In his latest comments, he said he planned to go ahead with the so-called E-1 development plan, which calls for building some 3,500 homes in the land between East Jerusalem and the large Maale Adumim settlement. Maale Adumim, which has more than 30,000 residents, is a couple of miles from East Jerusalem.

“It’s entirely clear that the continuity between Jerusalem and Maale Adumim will be a built-up continuity,” Mr. Olmert was quoted by Haaretz as saying. “In my view there is an absolute consensus in Israel on this issue.”

There was this earlier:-

In early 2005, the Ma’ale Adumim city council announced plans for the residential neighborhood and the police station, and in August of that year, there were submitted for public review, a bureaucratic formality preceding final authorization.

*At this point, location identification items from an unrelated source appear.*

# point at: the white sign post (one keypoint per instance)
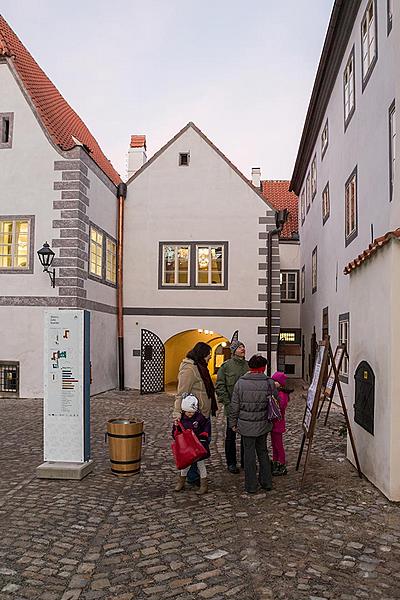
(66, 406)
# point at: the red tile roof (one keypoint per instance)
(376, 245)
(276, 192)
(60, 120)
(138, 141)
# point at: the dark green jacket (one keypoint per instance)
(228, 374)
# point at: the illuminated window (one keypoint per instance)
(392, 147)
(348, 89)
(210, 265)
(368, 41)
(324, 139)
(313, 177)
(14, 243)
(325, 204)
(176, 265)
(289, 286)
(111, 261)
(351, 208)
(314, 271)
(96, 252)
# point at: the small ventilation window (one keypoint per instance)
(184, 159)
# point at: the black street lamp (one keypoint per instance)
(46, 257)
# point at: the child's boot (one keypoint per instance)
(203, 486)
(180, 484)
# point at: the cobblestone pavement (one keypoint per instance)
(106, 537)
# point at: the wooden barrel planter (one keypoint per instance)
(125, 446)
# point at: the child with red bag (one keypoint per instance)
(192, 418)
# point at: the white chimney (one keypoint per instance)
(256, 177)
(137, 154)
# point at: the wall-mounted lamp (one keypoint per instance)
(46, 257)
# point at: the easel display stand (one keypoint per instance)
(315, 396)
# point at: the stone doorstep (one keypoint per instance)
(64, 470)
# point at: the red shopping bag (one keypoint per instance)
(186, 447)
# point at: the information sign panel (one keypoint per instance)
(66, 386)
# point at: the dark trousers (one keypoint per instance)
(230, 447)
(256, 446)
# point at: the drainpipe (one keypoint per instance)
(121, 194)
(280, 219)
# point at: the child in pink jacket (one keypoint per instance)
(279, 427)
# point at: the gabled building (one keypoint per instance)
(57, 187)
(195, 259)
(345, 176)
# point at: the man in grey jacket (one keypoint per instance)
(248, 416)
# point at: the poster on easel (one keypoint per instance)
(314, 391)
(314, 397)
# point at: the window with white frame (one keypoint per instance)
(175, 265)
(289, 286)
(326, 207)
(111, 261)
(314, 272)
(368, 41)
(348, 89)
(314, 177)
(308, 192)
(392, 147)
(302, 206)
(344, 322)
(96, 252)
(324, 139)
(209, 265)
(389, 15)
(15, 243)
(351, 208)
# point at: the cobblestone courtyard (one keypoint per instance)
(106, 537)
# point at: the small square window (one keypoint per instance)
(184, 158)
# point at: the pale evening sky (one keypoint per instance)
(241, 70)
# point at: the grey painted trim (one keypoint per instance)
(352, 236)
(353, 109)
(326, 217)
(392, 110)
(192, 265)
(31, 266)
(366, 77)
(338, 34)
(297, 301)
(103, 280)
(195, 312)
(209, 142)
(10, 117)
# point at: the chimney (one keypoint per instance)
(137, 154)
(256, 177)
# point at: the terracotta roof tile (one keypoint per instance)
(138, 141)
(376, 245)
(60, 120)
(276, 192)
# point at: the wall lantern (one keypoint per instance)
(46, 257)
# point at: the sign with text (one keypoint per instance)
(66, 386)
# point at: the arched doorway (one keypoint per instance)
(177, 346)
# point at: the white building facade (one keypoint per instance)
(195, 260)
(344, 176)
(56, 187)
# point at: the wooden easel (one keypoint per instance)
(314, 397)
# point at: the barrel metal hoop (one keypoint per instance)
(127, 436)
(124, 462)
(125, 472)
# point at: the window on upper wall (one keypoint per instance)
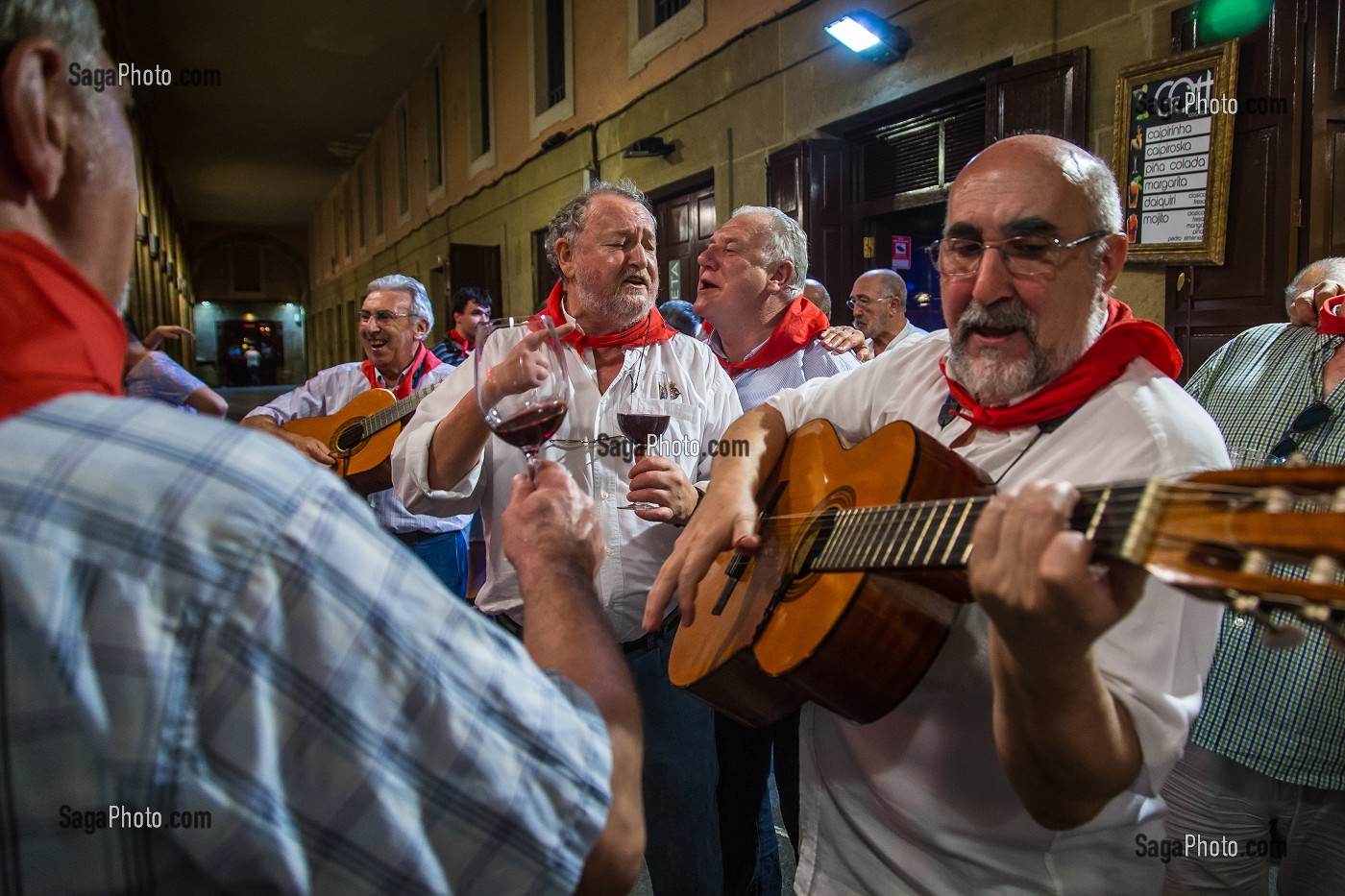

The same months, Netanyahu kicked off his campaign to regain leadership of the Likud in E1 and a day later, vice premier Ehud Olmert declared that Israel would build homes to connect Ma’ale Adumim to Jerusalem “at the appropriate time.”

 And this:

In October 1994, while in the midst of hammering out the Oslo Accords, then-prime minister Yitzhak Rabin declared that a “united Jerusalem” would include Ma’aleh Adumim as the capital of Israel under Israel sovereignty. As part of the effort to make sure Ma’aleh Adumim remained an integral part of a “united Jerusalem,” Rabin provided then-mayor Benny Kashriel with annexation documents for the E1 area –a strip of land that connects the capital with Ma’aleh Adumim. As prime minister in 1996, Shimon Peres reaffirmed the government’s position that Israel will demand applying Israeli sovereignty over Ma’aleh Adumim in the framework of a permanent peace agreement. Dovish politician and co-author of the Geneva Initiative, Yossi Beilin, supported annexing Ma’aleh Adumim. And the 2000 Clinton Parameters called for Israel to be compensated for the partitioning of Jerusalem by annexing Ma’aleh Adumim. During the 2008 Annapolis negotiations, then-prime minister Ehud Olmert and then-foreign minister Tzipi Livni demanded that Ma’aleh Adumim remain a part of Israel.

So, who is kidding who when he now said:

“there was one request by the American government — and there was no question president [George] Bush and [secretary of state] Condoleezza Rice were friends of Israel — they asked me, ‘Please don’t build in E1, because if you do, it will be beyond the capacity of the Palestinian leadership to sit with you.’”

Olmert said he told the American administration that “one day Maaleh Adumim will be part of Israel because we will not leave them as an enclave.” But, he added, his government agreed not to build in the area in order to enable negotiations with the Palestinian Authority to take place.

E1, Olmert suggested, was a point of particular concern for the American administration.

“So [for the Netanyahu government] to build in this one piece of land,” he said, “requires creativity which is beyond my comprehension.”